There's a basic issue with your associations:

center_height(std_center_height'range) => std_center_height,
center_height(C_S_AXI_DATA_WIDTH-1 downto std_center_height'length) => open, 
-- not working, not elegant

center_width(std_center_width'range) => std_center_width

You specified that std_center_height and std_center_width depended on generics, which means the specified slices are locally static names.

IEEE Std 1076-2008 6.5.7.1 Association lists paragraph 16 (in part):

...Furthermore, every scalar subelement of the explicitly declared interface object shall be associated exactly once with an actual (or subelement thereof) in the same association list, and all such associations shall appear in a contiguous sequence within that association list. Each association element that associates a slice or subelement (or slice thereof) of an interface object shall identify the formal with a locally static name.

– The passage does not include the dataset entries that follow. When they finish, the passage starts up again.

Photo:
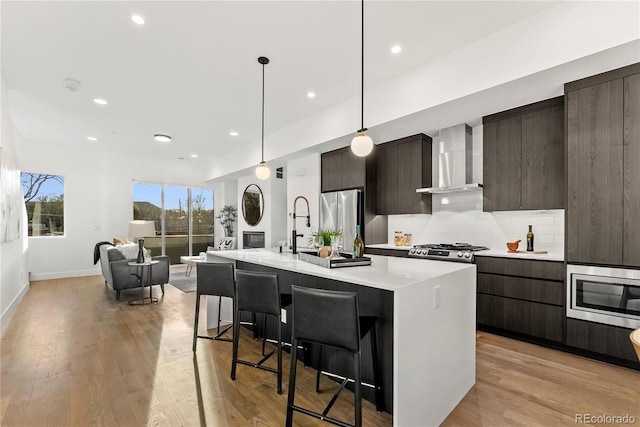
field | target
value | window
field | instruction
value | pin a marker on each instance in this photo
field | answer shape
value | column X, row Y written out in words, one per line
column 184, row 215
column 44, row 198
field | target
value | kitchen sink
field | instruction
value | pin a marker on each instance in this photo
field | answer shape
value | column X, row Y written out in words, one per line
column 343, row 260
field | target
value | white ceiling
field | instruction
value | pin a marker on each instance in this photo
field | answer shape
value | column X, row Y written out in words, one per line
column 191, row 71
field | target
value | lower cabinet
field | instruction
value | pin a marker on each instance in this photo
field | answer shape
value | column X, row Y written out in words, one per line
column 603, row 339
column 522, row 296
column 524, row 317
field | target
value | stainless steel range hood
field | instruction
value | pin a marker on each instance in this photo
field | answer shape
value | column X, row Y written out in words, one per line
column 455, row 161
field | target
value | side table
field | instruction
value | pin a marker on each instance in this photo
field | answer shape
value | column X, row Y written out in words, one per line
column 140, row 266
column 191, row 261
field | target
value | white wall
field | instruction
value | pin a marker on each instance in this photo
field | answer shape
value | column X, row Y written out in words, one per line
column 303, row 179
column 14, row 280
column 98, row 192
column 458, row 217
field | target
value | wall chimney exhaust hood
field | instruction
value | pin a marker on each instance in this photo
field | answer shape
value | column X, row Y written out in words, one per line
column 455, row 161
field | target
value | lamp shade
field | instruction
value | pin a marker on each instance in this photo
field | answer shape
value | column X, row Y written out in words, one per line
column 262, row 171
column 361, row 145
column 140, row 228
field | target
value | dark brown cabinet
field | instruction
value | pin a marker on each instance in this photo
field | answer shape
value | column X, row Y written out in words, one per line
column 341, row 169
column 603, row 168
column 523, row 158
column 403, row 166
column 521, row 296
column 603, row 339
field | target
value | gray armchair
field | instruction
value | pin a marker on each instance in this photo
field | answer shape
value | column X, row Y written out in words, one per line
column 120, row 275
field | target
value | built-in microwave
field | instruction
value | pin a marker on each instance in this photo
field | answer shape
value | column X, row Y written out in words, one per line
column 604, row 295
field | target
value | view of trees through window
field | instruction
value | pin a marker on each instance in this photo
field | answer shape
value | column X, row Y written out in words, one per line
column 44, row 199
column 183, row 216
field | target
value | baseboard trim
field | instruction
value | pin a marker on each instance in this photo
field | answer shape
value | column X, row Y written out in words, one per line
column 65, row 274
column 6, row 315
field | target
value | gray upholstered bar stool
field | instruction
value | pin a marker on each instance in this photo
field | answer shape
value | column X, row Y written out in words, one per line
column 259, row 292
column 331, row 318
column 216, row 279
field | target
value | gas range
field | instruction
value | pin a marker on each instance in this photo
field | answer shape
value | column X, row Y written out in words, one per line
column 458, row 252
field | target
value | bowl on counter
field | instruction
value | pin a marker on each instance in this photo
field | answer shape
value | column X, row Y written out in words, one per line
column 513, row 246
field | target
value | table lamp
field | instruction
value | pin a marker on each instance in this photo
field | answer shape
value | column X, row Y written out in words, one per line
column 141, row 229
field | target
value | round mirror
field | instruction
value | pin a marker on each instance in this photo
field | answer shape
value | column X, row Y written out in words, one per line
column 252, row 204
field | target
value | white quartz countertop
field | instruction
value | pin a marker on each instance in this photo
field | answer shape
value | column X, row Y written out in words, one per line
column 551, row 256
column 389, row 273
column 388, row 246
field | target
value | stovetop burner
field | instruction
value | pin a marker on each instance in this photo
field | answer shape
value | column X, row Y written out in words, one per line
column 459, row 252
column 452, row 247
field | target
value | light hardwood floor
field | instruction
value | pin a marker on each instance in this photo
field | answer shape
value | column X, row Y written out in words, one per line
column 72, row 356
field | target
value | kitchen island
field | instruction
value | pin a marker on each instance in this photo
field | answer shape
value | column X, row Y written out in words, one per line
column 426, row 330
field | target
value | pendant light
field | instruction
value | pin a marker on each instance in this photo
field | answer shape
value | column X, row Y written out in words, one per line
column 362, row 144
column 262, row 171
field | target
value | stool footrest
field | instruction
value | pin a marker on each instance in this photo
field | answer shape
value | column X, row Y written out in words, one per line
column 258, row 365
column 321, row 416
column 340, row 377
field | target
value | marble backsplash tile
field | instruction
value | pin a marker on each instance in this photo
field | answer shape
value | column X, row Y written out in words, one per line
column 458, row 217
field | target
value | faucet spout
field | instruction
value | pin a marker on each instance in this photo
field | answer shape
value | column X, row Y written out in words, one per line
column 294, row 234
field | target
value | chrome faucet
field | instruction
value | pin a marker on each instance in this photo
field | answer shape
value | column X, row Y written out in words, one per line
column 294, row 234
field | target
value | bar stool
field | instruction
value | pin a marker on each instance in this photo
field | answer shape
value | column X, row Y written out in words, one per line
column 214, row 279
column 259, row 292
column 331, row 318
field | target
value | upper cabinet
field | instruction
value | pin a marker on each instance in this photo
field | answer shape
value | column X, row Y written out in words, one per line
column 523, row 157
column 341, row 170
column 403, row 166
column 603, row 179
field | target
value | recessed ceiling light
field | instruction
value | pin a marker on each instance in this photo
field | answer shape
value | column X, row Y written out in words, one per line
column 137, row 19
column 162, row 138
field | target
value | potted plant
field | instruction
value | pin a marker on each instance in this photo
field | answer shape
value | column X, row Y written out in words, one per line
column 227, row 217
column 327, row 241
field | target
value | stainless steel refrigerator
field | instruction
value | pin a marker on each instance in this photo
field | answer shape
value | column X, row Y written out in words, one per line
column 343, row 210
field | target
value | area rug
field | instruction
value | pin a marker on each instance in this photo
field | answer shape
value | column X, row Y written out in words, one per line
column 182, row 282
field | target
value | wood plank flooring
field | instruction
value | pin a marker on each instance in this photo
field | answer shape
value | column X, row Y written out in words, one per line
column 72, row 356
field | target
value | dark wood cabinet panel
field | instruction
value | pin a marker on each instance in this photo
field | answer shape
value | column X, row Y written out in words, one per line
column 387, row 179
column 631, row 191
column 594, row 174
column 403, row 166
column 547, row 270
column 603, row 339
column 341, row 169
column 535, row 290
column 410, row 160
column 524, row 317
column 523, row 157
column 502, row 154
column 543, row 183
column 490, row 311
column 522, row 296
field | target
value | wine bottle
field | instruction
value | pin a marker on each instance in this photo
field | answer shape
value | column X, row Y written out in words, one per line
column 358, row 244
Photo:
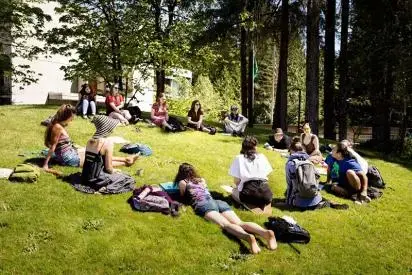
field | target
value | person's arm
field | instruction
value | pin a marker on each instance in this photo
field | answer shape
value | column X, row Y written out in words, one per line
column 108, row 153
column 236, row 181
column 56, row 132
column 199, row 123
column 316, row 144
column 182, row 188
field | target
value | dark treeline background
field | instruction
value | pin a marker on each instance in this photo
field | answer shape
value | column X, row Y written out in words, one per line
column 349, row 62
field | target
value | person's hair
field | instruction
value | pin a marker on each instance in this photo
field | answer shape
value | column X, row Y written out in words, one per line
column 158, row 97
column 112, row 88
column 249, row 147
column 83, row 89
column 187, row 171
column 63, row 113
column 278, row 131
column 296, row 146
column 192, row 109
column 348, row 142
column 342, row 148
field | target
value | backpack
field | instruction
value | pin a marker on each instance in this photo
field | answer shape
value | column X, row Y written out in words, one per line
column 374, row 177
column 135, row 111
column 306, row 180
column 136, row 148
column 154, row 201
column 287, row 232
column 177, row 124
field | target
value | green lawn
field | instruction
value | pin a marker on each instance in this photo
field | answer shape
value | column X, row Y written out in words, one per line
column 49, row 228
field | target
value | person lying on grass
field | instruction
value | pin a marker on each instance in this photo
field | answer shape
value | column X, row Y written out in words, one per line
column 193, row 187
column 58, row 141
column 250, row 171
column 98, row 170
column 351, row 179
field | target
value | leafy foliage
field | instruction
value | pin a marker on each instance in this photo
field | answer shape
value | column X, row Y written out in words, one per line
column 20, row 21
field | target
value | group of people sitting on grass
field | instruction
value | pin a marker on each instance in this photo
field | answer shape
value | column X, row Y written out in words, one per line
column 249, row 169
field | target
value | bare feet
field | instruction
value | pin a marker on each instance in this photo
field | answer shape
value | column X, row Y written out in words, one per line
column 253, row 244
column 131, row 160
column 270, row 238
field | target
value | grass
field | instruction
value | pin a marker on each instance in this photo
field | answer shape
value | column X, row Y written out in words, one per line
column 50, row 228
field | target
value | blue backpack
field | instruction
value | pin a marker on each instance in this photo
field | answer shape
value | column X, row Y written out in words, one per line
column 136, row 148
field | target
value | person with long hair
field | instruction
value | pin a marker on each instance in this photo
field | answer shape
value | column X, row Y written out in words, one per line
column 351, row 178
column 250, row 171
column 195, row 118
column 310, row 143
column 58, row 141
column 98, row 169
column 194, row 188
column 160, row 113
column 114, row 103
column 87, row 99
column 235, row 123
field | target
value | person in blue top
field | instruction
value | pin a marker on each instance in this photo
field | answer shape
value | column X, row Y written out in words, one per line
column 351, row 180
column 292, row 194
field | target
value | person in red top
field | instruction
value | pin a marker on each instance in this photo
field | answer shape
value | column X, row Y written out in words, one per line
column 114, row 103
column 160, row 114
column 195, row 118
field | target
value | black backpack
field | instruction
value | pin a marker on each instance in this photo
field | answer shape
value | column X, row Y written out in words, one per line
column 287, row 232
column 374, row 177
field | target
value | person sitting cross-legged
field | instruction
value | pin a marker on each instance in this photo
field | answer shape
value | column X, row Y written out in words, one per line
column 278, row 141
column 235, row 123
column 352, row 180
column 114, row 103
column 195, row 118
column 250, row 171
column 98, row 169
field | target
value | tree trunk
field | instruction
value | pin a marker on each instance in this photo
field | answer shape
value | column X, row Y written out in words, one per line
column 312, row 65
column 243, row 70
column 329, row 72
column 343, row 71
column 160, row 82
column 251, row 87
column 281, row 105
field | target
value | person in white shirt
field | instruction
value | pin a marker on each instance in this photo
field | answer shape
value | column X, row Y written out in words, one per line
column 362, row 162
column 250, row 171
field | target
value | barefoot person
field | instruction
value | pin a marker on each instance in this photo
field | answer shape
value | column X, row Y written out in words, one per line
column 58, row 141
column 160, row 113
column 114, row 103
column 98, row 170
column 192, row 186
column 250, row 171
column 351, row 180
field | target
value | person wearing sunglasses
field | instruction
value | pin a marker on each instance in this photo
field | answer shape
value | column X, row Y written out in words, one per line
column 235, row 123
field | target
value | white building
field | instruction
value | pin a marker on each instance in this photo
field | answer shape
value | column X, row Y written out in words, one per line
column 51, row 86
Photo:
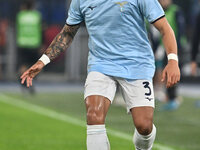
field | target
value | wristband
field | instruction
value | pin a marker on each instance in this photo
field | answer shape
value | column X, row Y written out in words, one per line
column 172, row 56
column 45, row 59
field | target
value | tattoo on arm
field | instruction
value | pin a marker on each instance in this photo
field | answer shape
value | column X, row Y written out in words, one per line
column 62, row 41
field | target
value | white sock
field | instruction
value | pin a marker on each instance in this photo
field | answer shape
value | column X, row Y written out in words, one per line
column 144, row 142
column 97, row 138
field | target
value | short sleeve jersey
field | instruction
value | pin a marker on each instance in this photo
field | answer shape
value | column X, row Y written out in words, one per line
column 118, row 41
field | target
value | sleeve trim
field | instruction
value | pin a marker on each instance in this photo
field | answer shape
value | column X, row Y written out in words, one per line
column 157, row 19
column 72, row 24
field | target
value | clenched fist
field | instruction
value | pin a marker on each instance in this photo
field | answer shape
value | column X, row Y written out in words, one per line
column 31, row 73
column 171, row 73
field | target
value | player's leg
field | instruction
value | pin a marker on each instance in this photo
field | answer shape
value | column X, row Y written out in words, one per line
column 145, row 131
column 99, row 93
column 139, row 98
column 97, row 108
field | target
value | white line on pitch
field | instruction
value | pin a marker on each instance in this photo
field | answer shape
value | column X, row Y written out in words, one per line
column 66, row 118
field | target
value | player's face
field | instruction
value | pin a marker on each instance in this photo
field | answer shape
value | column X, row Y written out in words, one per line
column 165, row 3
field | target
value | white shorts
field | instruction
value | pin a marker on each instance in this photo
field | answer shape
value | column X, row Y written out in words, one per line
column 136, row 93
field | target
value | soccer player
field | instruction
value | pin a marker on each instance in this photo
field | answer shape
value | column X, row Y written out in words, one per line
column 120, row 53
column 195, row 46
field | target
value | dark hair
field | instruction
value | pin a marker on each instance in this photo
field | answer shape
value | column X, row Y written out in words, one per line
column 28, row 4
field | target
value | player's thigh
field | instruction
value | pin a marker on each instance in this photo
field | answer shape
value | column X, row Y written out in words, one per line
column 99, row 93
column 137, row 93
column 96, row 107
column 139, row 98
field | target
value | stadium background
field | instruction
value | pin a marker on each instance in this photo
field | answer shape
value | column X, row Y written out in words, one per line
column 54, row 117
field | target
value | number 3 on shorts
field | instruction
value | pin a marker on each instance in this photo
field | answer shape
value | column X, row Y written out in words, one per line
column 146, row 85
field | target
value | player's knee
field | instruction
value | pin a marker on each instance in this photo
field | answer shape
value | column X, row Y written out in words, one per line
column 95, row 116
column 144, row 127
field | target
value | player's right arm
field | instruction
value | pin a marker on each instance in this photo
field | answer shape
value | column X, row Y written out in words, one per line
column 60, row 43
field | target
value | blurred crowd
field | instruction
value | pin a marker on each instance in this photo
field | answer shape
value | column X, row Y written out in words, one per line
column 36, row 23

The first of these two sentences gives the reason why, you can't determine every subelement is connected at analysis time for a slice that's dependent on a generic.

There's a long chain of references on what makes up a locally static name (8.1 para 6, locally static name, 9.4.2 para 2 locally static range, para 1 g), 16.2.3 Predefined attributes of arrays ('LENGTH is a function).

You can't have a locally static name dependent on a subtype that isn't locally static. That means all three of those associations won't work. You could declare local constants or use a package whose declaration are visible to both the architecture instantiating CenterConfig and the entity declaration for CenterConfig but that doesn't help with the OPEN issue.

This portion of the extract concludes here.